My heart and body ached. I didn't know how long I could keep going. Three days earlier, our doctors told us that nothing else could be done.
In her lucid moments under heavy morphine she said she wanted to go home. She had made her choice, yet it was a reluctant one. She was still looking to guidance from the Holy Spirit, as was I. It was simply time to take her home and wait on God.
I knew that if God did not intervene, she would die within days from a deeply-rooted untreatable infection, a side-effect of the last cancer operation.
The storm arrived, with its cold, driving rain pelting the windows. I was numb, unable to pray, unable to do anything but mark the slow passing of time until we could leave on Tuesday morning. I felt abandoned by God. In closing the blinds I wanted to shut out the world, shut out the pain, and simply shrink within myself.
The rain stopped and through the blinds I saw an intense, golden light. I opened the blinds and there on the front lawn stood the magnificent arc of a double rainbow, flying over the hospital. I could hear the startled exclamation of the nuring staff as they scurried from room to room.
I remembered the first time we came to the hospital, five years previously. It was a Friday evening and after two hard weeks, I was walking down the hall from my wife's hospital room toward the elevator to get a bite to eat. I heard astonished murmurs from the rooms I passed, but I was too tired to care. A nurse came up from behind, grabbed my arm and took me back to my wife's room. She pointed out the window. There on the front lawn stood a magnificent double rainbow, arcing over the hospital.
At that time, I thought that 2003 double rainbow was a sign from God that all was well and things would work out according to His plan. Five years later, I was again staring at a double rainbow. I remembered that my wife was unconscious the first time as she was the second time the double rainbow appeared. Then I realized the rainbows were not signs to her of God's unfailing love, they were signs meant for me. He broke into the mundane world to tell me that He would never abandon me or forsake me.
"No matter what happens," I said to the LORD. "I will always love you and I will always serve you."
I wept, looking out the windows as long as the double rainbow lasted. A nurse came into the room and I told her about the first double rainbow. I asked her how many times double rainbows occurred at the hosptial. She told me she had only ever seen one and that was in Colorado. She claimed none of the nursing staff had ever seen a double rainbow at the hospital.

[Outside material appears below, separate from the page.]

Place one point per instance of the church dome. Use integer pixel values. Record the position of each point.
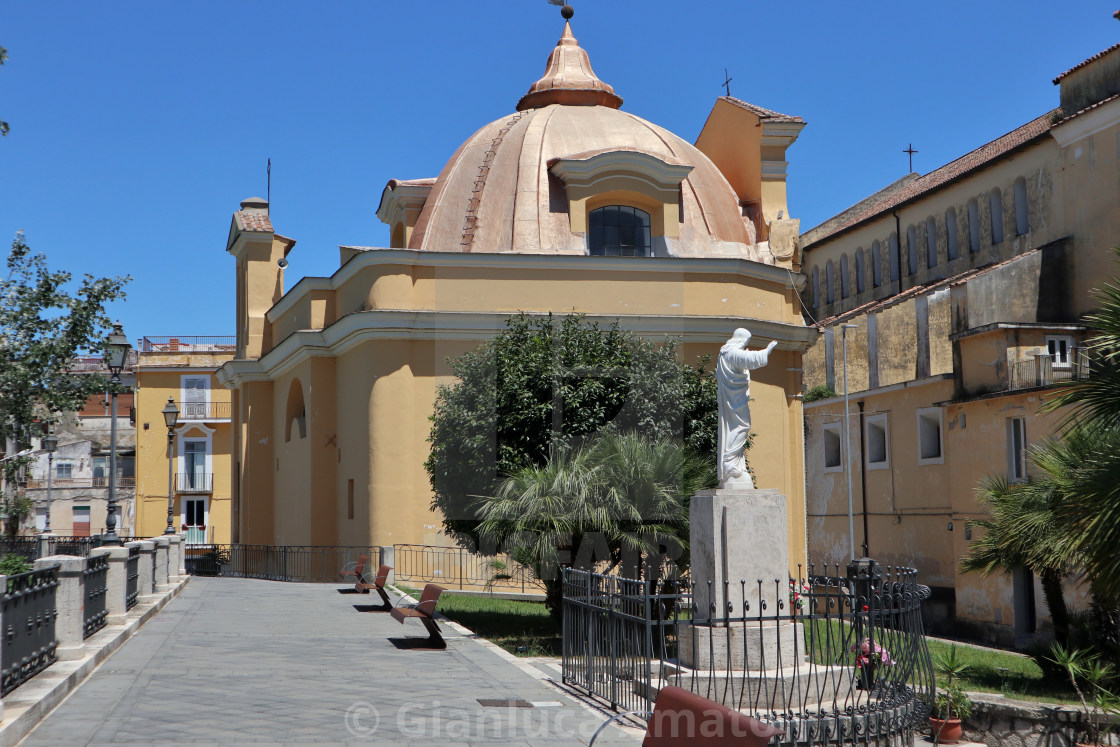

"It's a miracle," she whispered.
"Yes," I said. "It is."
I have come to understand what Shadrach, Meshach and Abednego meant when they told King Nebuchadnezzar they knew that God would deliver them from a fiery death. Then in Daniel 3:18 they said as thumbs in the eyes of the dark powers listening through their human hosts, ""But even if He does not, let it be known to you, O king, that we are not going to serve your gods or worship the golden image that you have set up."
I will always love Him and always serve Him, no matter what. In the two years since, God sent me a beautiful, loving woman to be my bride. With her zest for life, she has loved me back to life and encouraged my writing. I am very blessed, but blessed most of all to be loved by our passionate, loving Father. He has never failed me.